John B. Greet January 22, 2013 at 05:37 PM
Sorry, Purvis. I happen to believe words mean things. I believe that when any elected official claims he or she will accomplish specific things during his or her upcoming term in office (regardless of the time, venue, or occasion), he or she should either accomplish those things, or explain to the voters why he or she did not. You seem to have a different (and considerably lower) standard for government accountability than I do. I respect your personal preference in this area. Please make a greater attempt to respect mine.
Purvis Granger January 22, 2013 at 07:40 PM
John: That words have meanings goes without saying (there's a joke in there somewhere). Let's divide this into 3 parts. 1.) The story was about historical inaugurations, not the president's first inauguration speech vs his record (which are 2 different things). So, while you are always entitled to express your opinion on the President's record, the article wasn't about that *at all* so your comments were not pertinent to the article itself, hence several comments. 2.) Words also have context. Inaugural speeches are given in the context of an inauguration. If you're married (to a woman), your spouse may have promised to obey you. Presumably you wouldn't hold her to a standard of obedience (maybe you do/would?) on a daily basis. Presidents give broad inspirational inaugural speeches that are meant to communicate a general direction and values 3.) I have a high standard of government accountability. I also understand when not to take everything said in a ceremonial event literally. If you have the energy for benchmarking several decades of presidential inaugural speeches against specific records and outcomes, have at it. You'll certainly be disheartened by the universal disconnect between the two. Finally, while I think you're confusing a disagreement over context for a difference in standards, I don't "disrespect your standards."
John B. Greet January 22, 2013 at 08:19 PM
Purvis: 1) I understand that you dislike that I chose to use the occasion of this article (about inauguration facts) to comment critically about Pres. Obama's comments during his first *inauguration* as compared with the *facts* of his actions and inactions during the years of his administration that followed 2) Because words have meaning, it is clear (from his choice of words) that Pres. Obama was making specific promises about what he would accomplish during his first term in office. He did not accomplish those things. Because he is answerable to the people, he should openly admit that he did not accomplish them and explain why he failed 3) I am not so naive as to suggest that Pres. Obama's failures are to any degree unique. Nor am I to any degree exclusive in my critique. Where former Presidents have failed in this way, they, too, should have openly admitted their failures and explained why they failed. Because I hold previous Presidents to this same standard, I would be remiss to exempt this current President. I think those who seem willing to exempt this President from reasonable and fact-based critique, and who take such exception whenever such critiques are offered, are doing the important cause of government accountability a great disservice. As I feel certain you will have a response, I will gladly cede the final words to you. Thanks for the dialog!

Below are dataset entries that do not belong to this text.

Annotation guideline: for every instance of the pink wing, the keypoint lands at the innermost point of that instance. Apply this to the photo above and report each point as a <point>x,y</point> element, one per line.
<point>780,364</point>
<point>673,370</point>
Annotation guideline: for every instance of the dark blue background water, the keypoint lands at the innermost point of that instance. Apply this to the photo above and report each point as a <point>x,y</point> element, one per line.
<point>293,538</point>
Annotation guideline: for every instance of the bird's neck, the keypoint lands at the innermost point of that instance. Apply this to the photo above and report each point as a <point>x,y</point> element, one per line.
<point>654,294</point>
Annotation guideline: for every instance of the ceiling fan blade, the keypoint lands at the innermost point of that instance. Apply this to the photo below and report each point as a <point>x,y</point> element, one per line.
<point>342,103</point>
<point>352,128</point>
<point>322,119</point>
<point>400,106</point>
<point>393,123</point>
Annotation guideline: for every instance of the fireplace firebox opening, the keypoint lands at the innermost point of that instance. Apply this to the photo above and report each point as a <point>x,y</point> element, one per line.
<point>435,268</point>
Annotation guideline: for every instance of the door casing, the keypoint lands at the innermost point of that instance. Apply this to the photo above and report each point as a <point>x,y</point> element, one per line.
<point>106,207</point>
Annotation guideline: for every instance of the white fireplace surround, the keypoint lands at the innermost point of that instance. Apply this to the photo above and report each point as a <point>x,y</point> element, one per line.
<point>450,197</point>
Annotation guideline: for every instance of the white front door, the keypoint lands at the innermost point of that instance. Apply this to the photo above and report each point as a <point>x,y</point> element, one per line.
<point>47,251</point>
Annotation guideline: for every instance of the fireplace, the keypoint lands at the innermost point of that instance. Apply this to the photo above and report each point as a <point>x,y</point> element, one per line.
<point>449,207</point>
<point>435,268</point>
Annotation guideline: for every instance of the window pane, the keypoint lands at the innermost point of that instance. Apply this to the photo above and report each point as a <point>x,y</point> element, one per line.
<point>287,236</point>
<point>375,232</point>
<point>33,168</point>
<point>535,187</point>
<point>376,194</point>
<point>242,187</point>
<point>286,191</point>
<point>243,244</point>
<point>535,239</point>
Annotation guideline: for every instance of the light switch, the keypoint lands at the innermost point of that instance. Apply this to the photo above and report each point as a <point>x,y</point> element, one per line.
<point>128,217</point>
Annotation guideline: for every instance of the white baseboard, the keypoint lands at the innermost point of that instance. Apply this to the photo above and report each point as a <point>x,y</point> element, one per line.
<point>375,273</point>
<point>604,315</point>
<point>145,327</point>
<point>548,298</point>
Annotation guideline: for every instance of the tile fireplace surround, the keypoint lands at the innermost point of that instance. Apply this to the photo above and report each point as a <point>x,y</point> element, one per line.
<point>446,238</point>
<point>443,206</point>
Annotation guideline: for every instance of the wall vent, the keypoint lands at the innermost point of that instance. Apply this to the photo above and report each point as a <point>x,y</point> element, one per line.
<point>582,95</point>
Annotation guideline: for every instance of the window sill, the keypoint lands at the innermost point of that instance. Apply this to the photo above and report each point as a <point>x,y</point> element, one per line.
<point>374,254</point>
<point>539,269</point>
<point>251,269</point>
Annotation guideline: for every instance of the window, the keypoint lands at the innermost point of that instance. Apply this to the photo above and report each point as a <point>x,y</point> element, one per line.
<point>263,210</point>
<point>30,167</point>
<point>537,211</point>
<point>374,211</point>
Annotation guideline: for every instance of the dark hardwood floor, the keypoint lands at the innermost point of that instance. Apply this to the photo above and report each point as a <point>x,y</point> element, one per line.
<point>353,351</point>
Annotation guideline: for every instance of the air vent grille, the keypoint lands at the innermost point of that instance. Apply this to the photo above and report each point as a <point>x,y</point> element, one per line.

Purvis Granger January 23, 2013 at 02:57 AM
John, leaving aside your other points, and the fact that timing and context are kinda important, even critics disagree with the blanket generalization of your second point. If words have meaning, you haven't mentioned any specific words, your interpretation, or the outcome that you perceive to have deviated from those words. Here's an idea- write a Patch Op-Ed piece on the topic. Obviously you have the energy. Why not? You're obviously not ill-intentioned. The dialogue you want would be much more vibrant folllowing a piece that directly addresses your points.